Londres analysera la boîte noire après le crash d’un avion libyen, selon Tripoli

L'épave de l'avion libyen a fait 11 morts.

Le 01/01/2026 à 18h30

Le Royaume-Uni a accepté d’analyser la boîte noire de l’avion qui s’est écrasé en Turquie le 23 décembre avec à son bord une délégation militaire libyenne, faisant huit morts dont le chef d’état-major libyen, a annoncé jeudi le gouvernement de Tripoli.

«Nous avons coordonné directement avec la Grande-Bretagne pour l’analyse» de la boîte noire de l’appareil qui transportait le général Mohamed al-Haddad, a indiqué Mohamed al-Chahoubi, ministre des Transports du gouvernement d’unité nationale, lors d’une conférence de presse à Tripoli.

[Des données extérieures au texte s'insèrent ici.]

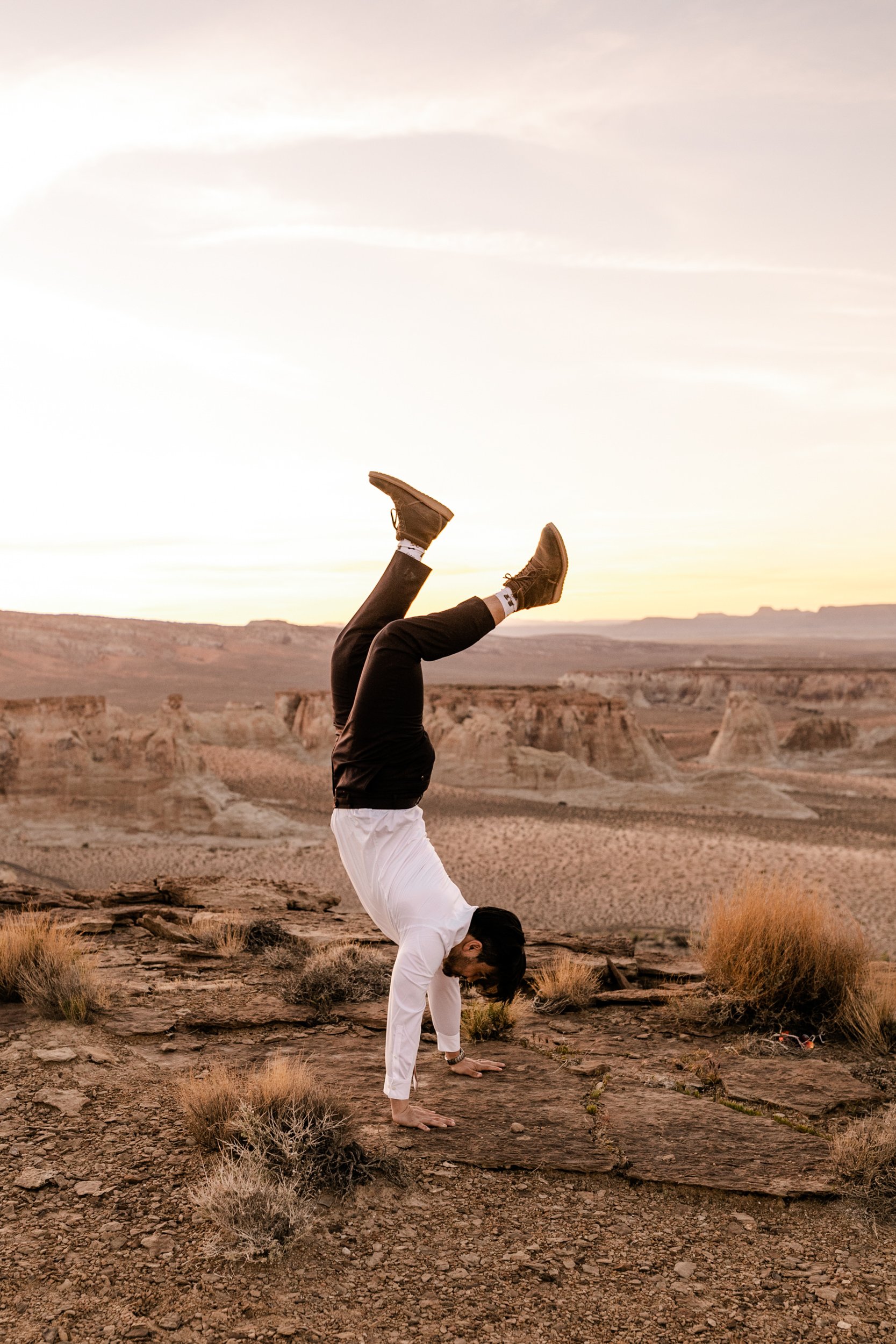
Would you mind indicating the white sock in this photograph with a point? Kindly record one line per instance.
(508, 601)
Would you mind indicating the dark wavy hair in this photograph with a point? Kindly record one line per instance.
(503, 947)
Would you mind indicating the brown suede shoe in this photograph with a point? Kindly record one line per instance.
(540, 582)
(418, 518)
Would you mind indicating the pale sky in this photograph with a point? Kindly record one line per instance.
(629, 267)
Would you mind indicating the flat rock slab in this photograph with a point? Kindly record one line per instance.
(140, 1022)
(532, 1092)
(666, 1136)
(809, 1086)
(240, 1012)
(63, 1100)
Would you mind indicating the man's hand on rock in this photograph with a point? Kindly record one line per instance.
(476, 1068)
(418, 1117)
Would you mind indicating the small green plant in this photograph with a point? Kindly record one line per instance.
(488, 1019)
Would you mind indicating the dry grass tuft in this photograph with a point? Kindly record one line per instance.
(45, 964)
(254, 1211)
(265, 933)
(864, 1154)
(229, 937)
(868, 1014)
(340, 972)
(563, 984)
(488, 1020)
(782, 948)
(283, 1117)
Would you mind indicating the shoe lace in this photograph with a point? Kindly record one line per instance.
(528, 574)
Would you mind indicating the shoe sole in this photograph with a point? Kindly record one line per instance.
(383, 483)
(558, 587)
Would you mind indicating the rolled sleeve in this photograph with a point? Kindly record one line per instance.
(445, 1011)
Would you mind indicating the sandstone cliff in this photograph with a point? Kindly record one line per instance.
(709, 687)
(554, 745)
(76, 754)
(821, 733)
(747, 734)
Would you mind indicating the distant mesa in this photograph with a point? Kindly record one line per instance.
(71, 756)
(821, 733)
(871, 621)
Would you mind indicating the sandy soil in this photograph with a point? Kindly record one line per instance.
(556, 867)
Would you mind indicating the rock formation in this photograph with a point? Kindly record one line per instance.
(555, 745)
(494, 737)
(821, 733)
(511, 737)
(143, 770)
(708, 687)
(747, 734)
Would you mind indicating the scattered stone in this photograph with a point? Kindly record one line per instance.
(34, 1178)
(66, 1101)
(157, 1243)
(89, 1187)
(714, 1146)
(167, 929)
(542, 1093)
(97, 1055)
(809, 1086)
(141, 1022)
(88, 925)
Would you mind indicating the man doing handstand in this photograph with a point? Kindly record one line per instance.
(382, 767)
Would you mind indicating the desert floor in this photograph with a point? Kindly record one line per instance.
(465, 1252)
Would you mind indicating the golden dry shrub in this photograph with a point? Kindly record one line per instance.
(564, 984)
(45, 964)
(283, 1117)
(484, 1019)
(253, 1211)
(864, 1154)
(868, 1014)
(229, 937)
(340, 972)
(782, 948)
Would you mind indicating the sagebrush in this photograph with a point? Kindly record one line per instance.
(488, 1019)
(864, 1154)
(281, 1114)
(254, 1213)
(784, 949)
(564, 984)
(340, 972)
(281, 1138)
(45, 964)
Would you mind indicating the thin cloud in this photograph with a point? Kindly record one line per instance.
(516, 248)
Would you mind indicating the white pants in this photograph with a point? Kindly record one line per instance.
(401, 882)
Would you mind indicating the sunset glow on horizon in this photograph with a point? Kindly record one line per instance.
(623, 267)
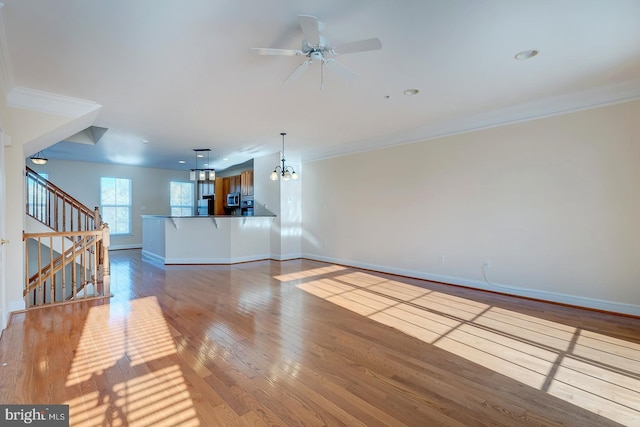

Le général al-Haddad, très populaire dans son pays où il faisait l’unanimité en dépit de profondes divisions entre l’ouest et l’est, et quatre de ses assistants ainsi que trois membres d’équipage ont perdu la vie dans ce vol après une visite à Ankara.

Les autorités turques ont indiqué qu’une panne électrique était à l’origine du crash intervenu peu après le décollage.

Une demande d’analyse a été «faite à l’Allemagne qui a exigé l’assistance de la France» pour examiner les enregistreurs de l’avion, a précisé M. al-Chahoubi à l’AFP.

«Cependant, la Convention de Chicago stipule que le pays analysant la boîte noire doit être neutre. La France étant un pays constructeur de l’appareil dont l’équipage était français, elle n’est pas habilitée à participer. En revanche, le Royaume-Uni a été accepté par la Libye et la Turquie», a-t-il précisé à l’AFP.

Deux Français faisaient partie des membres d’équipage de l’avion, un Falcon 50.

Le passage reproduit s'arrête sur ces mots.